On Thu, 31 Oct 2024 at 08:55, Jiri Slaby jirislaby@kernel.org wrote:
On 25. 10. 24, 9:30, Ard Biesheuvel wrote:
To me, it seems like the use of EFI_ACPI_RECLAIM_MEMORY in this case simply tickles a bug in the firmware that causes it to corrupt the memory attributes table. The fact that cold boot behaves differently is a strong indicator here.
I didn't see the results of the memory attribute table dumps on the bugzilla thread, but dumping this table from EFI is not very useful because it will get regenerated/updated at ExitBootServices() time. Unfortunately, that also takes away the console so capturing the state of that table before the EFI stub boots the kernel is not an easy thing to do.

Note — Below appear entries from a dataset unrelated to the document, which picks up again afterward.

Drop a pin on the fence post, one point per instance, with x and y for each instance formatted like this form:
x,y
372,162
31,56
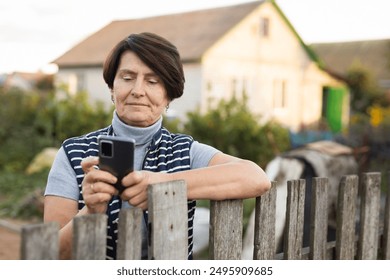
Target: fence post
x,y
168,221
369,216
319,218
226,224
130,234
293,236
265,217
40,242
386,228
346,217
89,237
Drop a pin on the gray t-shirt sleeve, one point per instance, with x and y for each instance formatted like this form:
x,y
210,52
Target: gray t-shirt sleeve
x,y
201,154
62,178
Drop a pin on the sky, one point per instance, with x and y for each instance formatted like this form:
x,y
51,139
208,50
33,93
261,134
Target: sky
x,y
35,32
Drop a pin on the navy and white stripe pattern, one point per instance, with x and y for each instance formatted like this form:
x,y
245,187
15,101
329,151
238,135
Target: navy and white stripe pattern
x,y
167,153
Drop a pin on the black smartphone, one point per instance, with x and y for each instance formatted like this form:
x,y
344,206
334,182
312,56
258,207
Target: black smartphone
x,y
116,155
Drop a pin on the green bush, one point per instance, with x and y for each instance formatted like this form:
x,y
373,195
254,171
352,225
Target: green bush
x,y
232,128
30,122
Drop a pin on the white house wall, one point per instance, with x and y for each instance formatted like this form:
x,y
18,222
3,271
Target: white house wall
x,y
85,79
190,100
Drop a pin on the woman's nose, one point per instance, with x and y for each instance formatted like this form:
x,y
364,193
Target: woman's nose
x,y
138,88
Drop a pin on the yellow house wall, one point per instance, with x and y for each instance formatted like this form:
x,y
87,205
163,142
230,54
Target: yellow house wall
x,y
256,62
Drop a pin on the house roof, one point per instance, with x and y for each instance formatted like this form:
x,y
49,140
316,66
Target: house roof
x,y
373,55
192,33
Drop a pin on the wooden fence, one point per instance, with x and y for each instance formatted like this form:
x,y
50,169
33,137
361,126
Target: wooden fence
x,y
358,197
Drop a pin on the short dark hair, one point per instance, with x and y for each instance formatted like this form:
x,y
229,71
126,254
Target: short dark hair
x,y
157,53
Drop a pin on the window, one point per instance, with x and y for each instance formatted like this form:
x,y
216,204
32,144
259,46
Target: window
x,y
264,27
279,98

Is the memattr table completely corrupted? It also has a version field, and only versions 1 and 2 are defined so we might use that to detect corruption.
So from a today test: https://bugzilla.suse.com/attachment.cgi?id=878296
efi: memattr: efi_memattr_init: tab=0x7752f018 ver=1
size=16+2*1705287680=0x00000000cb494010
version is NOT corrupted :).
OK, so the struct looks like this
typedef struct { u32 version; u32 num_entries; u32 desc_size; u32 flags; efi_memory_desc_t entry[]; } efi_memory_attributes_table_t;
and in the correct case, num_entries == 45 and desc_size == 48.
It is quite easy to sanity check this structure: desc_size should be equal to the desc_size in the memory map, and num_entries can never exceed 2x the number of entries in the EFI memory map.
I'll go and implement something that performs the check right after ExitBootServices(), and just drops the table if it is bogus (it isn't that important anyway)